Kelsy Davis & the Radical Soul

“I’m one of them old-school, travelin’ blues types,” Atlanta’s Kelsy Davis says of his music. But there’s just as much soul entwined in the gnarly roots from which the self-proclaimed home-grown Southern boy sprang.

Davis – who sounds like a blend of Screamin’ Jay Hawkins and Wilson Pickett – says he was moved by the hard-charging soul of Otis Redding, the deliberate delivery of Muddy Waters and John Lee Hooker’s country-accented blues. “I don’t define it that intensely,” he says of his sound. “I have to give credit to where it comes from, but it’s also different from its base so I call it radical soul.”

Davis radicalized his soul growing up in South Carolina and Atlanta, honed it at Durham’s Duke University where he graduated with a double major in English literature and African-American studies, then eventually headed out to L.A. “I can’t say that it’s really any different than Atlanta, because Atlanta has grown and it has learned how to have some of the same customs as Hollywood,” he says.

He returned home to Atlanta after a couple of years. “L.A. can be a little plastic,” he cackles. “Sometimes a Southern boy has to come back to his roots.”

Davis is a proponent of what he calls “this Atlanta art thing.” His latest work-in-progress is narrated through concert, with a live painter creating scenarios from the story as he performs. “A series of songs thrown together is boring, no matter how much you like the music,” Davis says. “Everybody always wants to know what’s behind the songs.
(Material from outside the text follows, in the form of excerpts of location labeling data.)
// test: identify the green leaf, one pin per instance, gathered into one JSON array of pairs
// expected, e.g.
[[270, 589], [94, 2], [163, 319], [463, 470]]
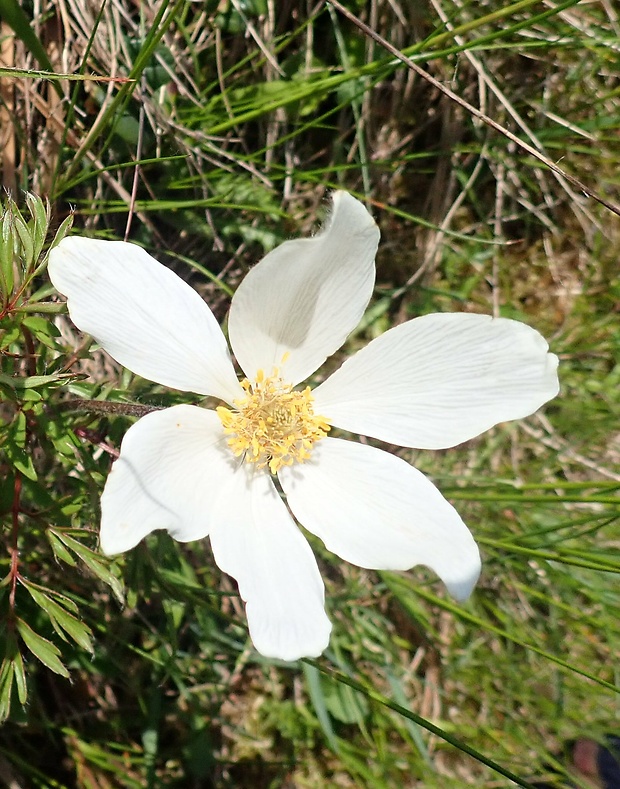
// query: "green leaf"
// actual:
[[42, 649], [7, 673], [60, 552], [6, 256], [40, 214], [17, 20], [93, 561], [20, 677], [26, 253], [62, 621]]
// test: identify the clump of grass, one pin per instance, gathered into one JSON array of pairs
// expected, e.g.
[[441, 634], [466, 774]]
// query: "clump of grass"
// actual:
[[219, 134]]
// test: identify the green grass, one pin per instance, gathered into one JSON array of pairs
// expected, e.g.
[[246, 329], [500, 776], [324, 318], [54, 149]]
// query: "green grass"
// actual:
[[220, 135]]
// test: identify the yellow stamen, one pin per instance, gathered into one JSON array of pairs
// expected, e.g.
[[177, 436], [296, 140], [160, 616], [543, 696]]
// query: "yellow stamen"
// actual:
[[273, 425]]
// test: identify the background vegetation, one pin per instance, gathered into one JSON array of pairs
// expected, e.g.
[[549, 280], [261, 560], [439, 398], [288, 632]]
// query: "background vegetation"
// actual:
[[209, 132]]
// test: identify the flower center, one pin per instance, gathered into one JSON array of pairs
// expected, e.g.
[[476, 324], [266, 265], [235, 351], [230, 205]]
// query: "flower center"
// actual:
[[273, 425]]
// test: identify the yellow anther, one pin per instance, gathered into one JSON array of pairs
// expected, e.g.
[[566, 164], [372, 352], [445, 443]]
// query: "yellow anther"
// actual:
[[273, 425]]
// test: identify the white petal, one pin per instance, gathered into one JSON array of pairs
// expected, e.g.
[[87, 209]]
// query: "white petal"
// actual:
[[143, 315], [306, 296], [255, 540], [376, 511], [172, 465], [439, 380]]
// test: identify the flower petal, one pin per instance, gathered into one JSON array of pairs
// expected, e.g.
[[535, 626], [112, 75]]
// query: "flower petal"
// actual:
[[439, 380], [143, 315], [255, 540], [172, 466], [299, 304], [376, 511]]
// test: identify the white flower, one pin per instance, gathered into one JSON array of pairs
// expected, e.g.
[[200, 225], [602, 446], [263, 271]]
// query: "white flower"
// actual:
[[430, 383]]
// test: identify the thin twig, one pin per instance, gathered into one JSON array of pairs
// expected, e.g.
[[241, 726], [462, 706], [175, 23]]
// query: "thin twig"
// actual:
[[472, 110]]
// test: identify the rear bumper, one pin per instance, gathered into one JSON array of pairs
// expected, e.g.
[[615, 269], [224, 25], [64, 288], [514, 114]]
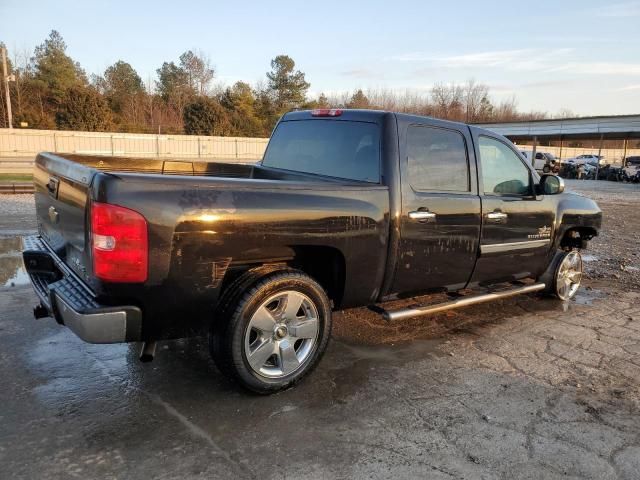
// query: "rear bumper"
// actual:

I can give them a sense of that through a story, so that each song is understandable through, and interdependent of, all of the other songs.”

But with Davis as the narrator, it won’t be a sit-down affair with the audience listening quietly. He’s been known to run through the audience shedding articles of clothing, while screaming like James Brown. “I try to be fluent and clear and have some fun widdit,” he laughs. “We get wild. I mean, everybody wants to let loose sometimes. Sometimes people feel like screaming, so why not scream in the song?”